Ambra incident

Ambra Incident

Minor Resolved View vendor source →

Ambra experienced a minor incident on May 16, 2023 affecting Web Services and Image Processing and 1 more component, lasting 56m. The incident has been resolved; the full update timeline is below.

Started
May 16, 2023, 04:22 PM UTC
Resolved
May 16, 2023, 05:19 PM UTC
Duration
56m
Detected by Pingoru
May 16, 2023, 04:22 PM UTC

Affected components

Web ServicesImage ProcessingImage Viewing

Update timeline

  1. investigating May 16, 2023, 04:20 PM UTC

    We have received reports of issues on the Ambra platform. Engineering teams are currently investigating. Additional information will be provided as soon as it is available.

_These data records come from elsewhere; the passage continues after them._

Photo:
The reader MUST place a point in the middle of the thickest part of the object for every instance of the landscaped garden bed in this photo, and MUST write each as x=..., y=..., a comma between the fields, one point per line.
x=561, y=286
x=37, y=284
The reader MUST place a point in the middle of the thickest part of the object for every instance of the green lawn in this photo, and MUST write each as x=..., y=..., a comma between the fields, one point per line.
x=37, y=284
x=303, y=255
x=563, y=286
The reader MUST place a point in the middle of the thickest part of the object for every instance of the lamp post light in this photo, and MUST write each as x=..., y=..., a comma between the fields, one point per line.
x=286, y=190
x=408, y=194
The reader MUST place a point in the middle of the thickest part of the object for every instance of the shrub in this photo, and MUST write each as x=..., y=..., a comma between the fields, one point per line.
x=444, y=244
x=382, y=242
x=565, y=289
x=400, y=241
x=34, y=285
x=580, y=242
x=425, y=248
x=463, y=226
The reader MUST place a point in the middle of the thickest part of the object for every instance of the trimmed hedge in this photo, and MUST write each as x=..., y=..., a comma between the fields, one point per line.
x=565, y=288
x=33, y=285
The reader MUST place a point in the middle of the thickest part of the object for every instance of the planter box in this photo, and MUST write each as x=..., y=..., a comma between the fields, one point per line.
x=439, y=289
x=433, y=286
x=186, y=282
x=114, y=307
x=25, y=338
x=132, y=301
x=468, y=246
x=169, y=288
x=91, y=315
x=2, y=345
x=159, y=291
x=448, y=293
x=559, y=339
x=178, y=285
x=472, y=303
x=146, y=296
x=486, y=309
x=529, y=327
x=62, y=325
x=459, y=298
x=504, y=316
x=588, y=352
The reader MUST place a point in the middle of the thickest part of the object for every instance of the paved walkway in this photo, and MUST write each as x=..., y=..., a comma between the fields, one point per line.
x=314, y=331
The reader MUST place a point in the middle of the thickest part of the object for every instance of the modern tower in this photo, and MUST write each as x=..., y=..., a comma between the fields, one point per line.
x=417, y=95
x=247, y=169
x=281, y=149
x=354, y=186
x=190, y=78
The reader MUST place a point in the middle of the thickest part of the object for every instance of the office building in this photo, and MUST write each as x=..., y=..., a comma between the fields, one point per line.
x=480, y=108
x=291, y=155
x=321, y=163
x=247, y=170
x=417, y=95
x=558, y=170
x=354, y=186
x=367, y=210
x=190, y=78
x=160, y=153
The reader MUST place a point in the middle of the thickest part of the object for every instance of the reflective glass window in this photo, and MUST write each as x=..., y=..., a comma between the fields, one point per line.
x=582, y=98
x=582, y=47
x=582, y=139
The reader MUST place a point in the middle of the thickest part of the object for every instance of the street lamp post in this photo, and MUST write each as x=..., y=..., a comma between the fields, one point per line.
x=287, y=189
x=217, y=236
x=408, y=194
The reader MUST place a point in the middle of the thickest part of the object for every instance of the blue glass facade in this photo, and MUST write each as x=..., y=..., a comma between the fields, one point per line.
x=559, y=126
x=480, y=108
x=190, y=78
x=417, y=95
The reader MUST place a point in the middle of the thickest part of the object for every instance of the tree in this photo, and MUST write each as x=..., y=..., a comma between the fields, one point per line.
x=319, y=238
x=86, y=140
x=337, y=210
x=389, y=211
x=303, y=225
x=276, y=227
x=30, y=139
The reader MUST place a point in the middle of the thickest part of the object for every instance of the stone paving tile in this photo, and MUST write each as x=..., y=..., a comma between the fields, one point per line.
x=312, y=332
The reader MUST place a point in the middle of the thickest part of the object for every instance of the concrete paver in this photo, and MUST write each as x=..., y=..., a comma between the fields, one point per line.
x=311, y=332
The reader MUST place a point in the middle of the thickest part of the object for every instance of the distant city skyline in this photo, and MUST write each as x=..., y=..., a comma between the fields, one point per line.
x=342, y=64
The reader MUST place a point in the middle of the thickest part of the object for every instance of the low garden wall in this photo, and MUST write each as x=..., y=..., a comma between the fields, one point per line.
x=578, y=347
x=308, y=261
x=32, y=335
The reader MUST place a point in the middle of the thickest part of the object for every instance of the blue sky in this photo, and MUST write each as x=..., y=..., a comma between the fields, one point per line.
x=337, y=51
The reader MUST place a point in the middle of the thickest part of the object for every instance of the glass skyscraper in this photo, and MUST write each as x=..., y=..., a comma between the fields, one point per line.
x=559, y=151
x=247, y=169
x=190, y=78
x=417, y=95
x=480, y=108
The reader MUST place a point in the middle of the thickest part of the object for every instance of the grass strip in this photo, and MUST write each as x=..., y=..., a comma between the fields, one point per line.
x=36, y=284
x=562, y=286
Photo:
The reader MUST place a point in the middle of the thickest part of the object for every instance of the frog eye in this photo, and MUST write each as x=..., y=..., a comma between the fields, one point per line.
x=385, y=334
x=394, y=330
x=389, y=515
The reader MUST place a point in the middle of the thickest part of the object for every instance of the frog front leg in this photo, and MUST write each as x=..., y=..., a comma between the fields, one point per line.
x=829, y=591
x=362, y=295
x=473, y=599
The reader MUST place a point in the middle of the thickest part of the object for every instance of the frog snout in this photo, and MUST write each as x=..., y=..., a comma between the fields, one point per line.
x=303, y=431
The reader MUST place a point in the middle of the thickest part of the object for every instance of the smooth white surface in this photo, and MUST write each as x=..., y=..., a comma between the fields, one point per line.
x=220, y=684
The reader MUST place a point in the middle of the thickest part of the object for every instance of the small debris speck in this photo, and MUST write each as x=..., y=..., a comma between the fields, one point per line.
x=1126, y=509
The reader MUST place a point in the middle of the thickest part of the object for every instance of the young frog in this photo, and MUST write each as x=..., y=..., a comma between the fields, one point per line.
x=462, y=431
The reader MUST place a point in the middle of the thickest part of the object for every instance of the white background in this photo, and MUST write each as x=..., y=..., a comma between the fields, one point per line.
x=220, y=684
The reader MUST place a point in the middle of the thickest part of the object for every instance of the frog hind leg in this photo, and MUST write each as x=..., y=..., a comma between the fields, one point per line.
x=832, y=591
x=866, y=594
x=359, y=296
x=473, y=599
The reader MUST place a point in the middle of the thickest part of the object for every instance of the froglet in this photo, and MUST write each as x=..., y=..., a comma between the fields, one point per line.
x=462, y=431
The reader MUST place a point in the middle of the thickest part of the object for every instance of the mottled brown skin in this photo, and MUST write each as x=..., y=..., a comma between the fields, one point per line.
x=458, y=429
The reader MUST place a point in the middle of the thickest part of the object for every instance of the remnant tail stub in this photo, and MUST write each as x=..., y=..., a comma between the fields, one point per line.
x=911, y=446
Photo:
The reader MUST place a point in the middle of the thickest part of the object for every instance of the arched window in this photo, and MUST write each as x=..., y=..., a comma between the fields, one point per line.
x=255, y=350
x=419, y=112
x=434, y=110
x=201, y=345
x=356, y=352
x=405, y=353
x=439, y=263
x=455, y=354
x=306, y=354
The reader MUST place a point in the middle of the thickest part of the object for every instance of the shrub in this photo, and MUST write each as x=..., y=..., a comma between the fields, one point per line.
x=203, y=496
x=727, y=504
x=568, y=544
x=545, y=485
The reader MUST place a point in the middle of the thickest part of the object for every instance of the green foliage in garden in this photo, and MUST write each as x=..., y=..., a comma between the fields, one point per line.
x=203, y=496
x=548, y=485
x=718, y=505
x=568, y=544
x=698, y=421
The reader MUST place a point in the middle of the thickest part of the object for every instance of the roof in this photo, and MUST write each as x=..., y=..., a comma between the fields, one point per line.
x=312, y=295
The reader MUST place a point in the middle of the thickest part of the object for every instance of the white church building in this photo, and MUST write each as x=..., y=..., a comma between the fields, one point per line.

  2. investigating May 16, 2023, 04:22 PM UTC

    We are continuing to investigate this issue.

  3. investigating May 16, 2023, 04:27 PM UTC

    The issue appears to be centered around certain storage nodes - remediation is underway.

  4. identified May 16, 2023, 04:37 PM UTC

    We're starting to see improvements and are continuing to monitor.

  5. identified May 16, 2023, 05:04 PM UTC

    We're still seeing some issues around storage; further remediation steps were taken and the situation is continuing to improve.

  6. resolved May 16, 2023, 05:19 PM UTC

    We believe the issue is resolved and will continue to provide updates as engineering makes progress on the root cause investigation.

  7. postmortem May 25, 2023, 10:08 PM UTC

    A shared caching component in our storage subsystem experienced some brief timeouts. The frontend storage nodes did not handle this situation well leading to further errors even once the caching layer had recovered. As a workaround we manually disabled the use of the shared caching layer, instead using a local cache on each individual storage node. Engineering later implemented improvements to error handling.